The Marvel: Ultimate Alliance Bundle’s biggest flaw, and to some extent its best strength, is in how it looks and feels almost completely unchanged from each game’s original release. The visual style, the straightforward combat mechanics, and the same cheesy comic book storyline are all seemingly-untouched. Both 2006’s Marvel: Ultimate Alliance and its 2009 sequel feel exactly as I remember them, for better or worse, and it’s that idea of rebuying a near-identical product that makes the Marvel: Ultimate Alliance Bundle such an unconvincing double-dip.
Thankfully, the gameplay mostly holds up. Both games task you with assembling your own four-hero squad from a roster of dozens and taking on waves of enemies with a top-down, action-heavy approach. The playability is incredibly simple, with each hero having standard attacks, grabs and superpowers, and the light RPG elements help provide a layer of customization to your team. They both ultimately play out like mindless button-mashers, but I say that as a good thing; they’re still satisfying, low-investment romps to play at the end of a long day or when playing couch co-op with friends.
The visuals, however, don’t hold up nearly as well. For starters, the cinematics look dark, muddied and all-around blurry, with little-to-no noticeable difference in the port to current hardware. On the other hand, the graphics during gameplay look slightly more crisp and colorful than I remember them, but still ultimately look a decade old.
The framerate, though, is all over the place. Calmer segments look fluid and smooth, but as the action heats up, the framerate takes a heavy hit. As more enemies begin to fill up the screen, the experience will almost always begin to feel choppy, holding back some of Ultimate Alliance’s best moments. It’s understandable that these games were once built to run on PlayStation 2 hardware and therefore feature their original visuals to match, but neither game seems to have been optimized for current hardware. The Marvel: Ultimate Alliance Bundle’s biggest setback is in how indistinguishable its games are from their decade-old counterparts. What was taxing on hardware on consoles in 2006 has no excuse for running poorly ten years later; this never feels like anything other than a lazy, drag-and-drop port.
However, it’s worth noting that Marvel: Ultimate Alliance 2 plays slightly better than its predecessor.

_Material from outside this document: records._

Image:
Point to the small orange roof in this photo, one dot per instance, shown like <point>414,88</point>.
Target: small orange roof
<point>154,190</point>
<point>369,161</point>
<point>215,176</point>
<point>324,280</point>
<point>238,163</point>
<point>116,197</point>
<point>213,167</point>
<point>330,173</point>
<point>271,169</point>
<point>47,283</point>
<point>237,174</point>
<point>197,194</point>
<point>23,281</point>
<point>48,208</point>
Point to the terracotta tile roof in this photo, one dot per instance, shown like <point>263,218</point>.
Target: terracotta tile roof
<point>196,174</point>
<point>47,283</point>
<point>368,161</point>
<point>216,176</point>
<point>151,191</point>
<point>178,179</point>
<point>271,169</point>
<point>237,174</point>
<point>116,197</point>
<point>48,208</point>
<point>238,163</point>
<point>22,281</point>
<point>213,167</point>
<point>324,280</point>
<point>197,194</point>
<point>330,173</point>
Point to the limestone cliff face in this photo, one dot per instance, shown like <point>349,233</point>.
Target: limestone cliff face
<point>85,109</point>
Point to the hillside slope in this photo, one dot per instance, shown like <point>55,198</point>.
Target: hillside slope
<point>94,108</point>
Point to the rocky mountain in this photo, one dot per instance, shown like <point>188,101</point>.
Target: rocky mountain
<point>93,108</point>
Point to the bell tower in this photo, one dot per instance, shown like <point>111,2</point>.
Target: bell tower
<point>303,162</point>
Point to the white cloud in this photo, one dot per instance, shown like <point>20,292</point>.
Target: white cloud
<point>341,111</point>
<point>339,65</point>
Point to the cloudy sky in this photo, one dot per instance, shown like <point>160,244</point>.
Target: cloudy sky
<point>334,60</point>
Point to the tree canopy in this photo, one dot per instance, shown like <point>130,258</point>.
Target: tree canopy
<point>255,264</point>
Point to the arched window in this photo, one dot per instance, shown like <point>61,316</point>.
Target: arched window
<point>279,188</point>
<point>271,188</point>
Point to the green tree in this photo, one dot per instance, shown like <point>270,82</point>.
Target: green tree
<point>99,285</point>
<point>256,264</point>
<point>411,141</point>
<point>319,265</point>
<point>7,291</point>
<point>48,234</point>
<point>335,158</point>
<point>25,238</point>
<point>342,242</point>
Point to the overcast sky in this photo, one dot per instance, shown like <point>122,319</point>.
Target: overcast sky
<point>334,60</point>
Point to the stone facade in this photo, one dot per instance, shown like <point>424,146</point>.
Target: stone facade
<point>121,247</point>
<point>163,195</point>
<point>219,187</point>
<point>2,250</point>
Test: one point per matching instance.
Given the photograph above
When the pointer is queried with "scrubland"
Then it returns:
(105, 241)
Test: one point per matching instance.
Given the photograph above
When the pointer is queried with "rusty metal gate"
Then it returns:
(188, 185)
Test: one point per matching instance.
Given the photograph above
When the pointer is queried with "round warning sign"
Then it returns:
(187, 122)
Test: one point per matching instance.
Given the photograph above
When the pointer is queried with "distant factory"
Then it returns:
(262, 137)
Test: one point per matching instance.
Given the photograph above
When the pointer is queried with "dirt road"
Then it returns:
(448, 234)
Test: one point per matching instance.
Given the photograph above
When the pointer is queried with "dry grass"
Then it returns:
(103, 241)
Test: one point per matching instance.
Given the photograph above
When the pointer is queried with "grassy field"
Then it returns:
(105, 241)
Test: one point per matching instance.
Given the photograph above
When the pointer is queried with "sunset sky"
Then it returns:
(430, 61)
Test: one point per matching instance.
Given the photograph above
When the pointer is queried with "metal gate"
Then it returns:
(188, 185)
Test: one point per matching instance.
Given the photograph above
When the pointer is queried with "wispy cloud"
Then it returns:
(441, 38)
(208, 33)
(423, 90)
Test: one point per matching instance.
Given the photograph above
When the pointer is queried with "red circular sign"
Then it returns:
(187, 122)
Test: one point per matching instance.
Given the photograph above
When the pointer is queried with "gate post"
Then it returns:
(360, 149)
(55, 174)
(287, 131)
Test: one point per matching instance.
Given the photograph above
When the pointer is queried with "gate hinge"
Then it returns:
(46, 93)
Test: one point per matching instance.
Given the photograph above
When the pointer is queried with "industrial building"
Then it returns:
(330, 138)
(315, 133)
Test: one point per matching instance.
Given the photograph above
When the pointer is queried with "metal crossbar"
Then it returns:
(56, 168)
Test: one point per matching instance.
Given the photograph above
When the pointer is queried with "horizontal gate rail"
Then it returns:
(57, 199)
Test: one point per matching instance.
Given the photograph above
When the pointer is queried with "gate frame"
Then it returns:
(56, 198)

While the original Ultimate Alliance feels like a more complete game, with an original storyline and a more well-rounded roster of characters, the Civil War-based Ultimate Alliance 2 holds up noticeably better in most regards. Both games still lack any sort of modern-day flair, but Ultimate Alliance 2 feels superior to the original in both its less rigid gameplay and slightly-prettier visuals. Add in the absence of the original game’s DLC and Ultimate Alliance 2 becomes the obvious go-to if you’re only interested in playing one.
Which leads me to address the Marvel: Ultimate Alliance Bundle’s largest hurdle: price. At launch, the asking price for the bundle sits at a whopping $60 – or $40 each when purchased separately. Compared to the recent Halo or Uncharted collections that have made their way to modern hardware with impressive graphical enhancements for the same asking price, the pair of Marvel: Ultimate Alliance games feel like highway robbery. Don’t get me wrong, from a gameplay perspective, Ultimate Alliance holds up as well as any of them. But with such a steep asking price for what amounts to a seemingly-untouched port job, it’s hard to justify a purchase to even the most die-hard of comic fans.
As someone who has been holding out hope for a third entry in the series for many years, the Ultimate Alliance Bundle comes as a huge disappointment. This is a fantastic and easily-accessible series that deserves renewed interest, but with such an uninspired port, Marvel: Ultimate Alliance is unlikely to get the attention that it deserves. Both games still succeed at providing an entertaining action RPG experience but the few upgrades don’t even come close to warranting the absurd price.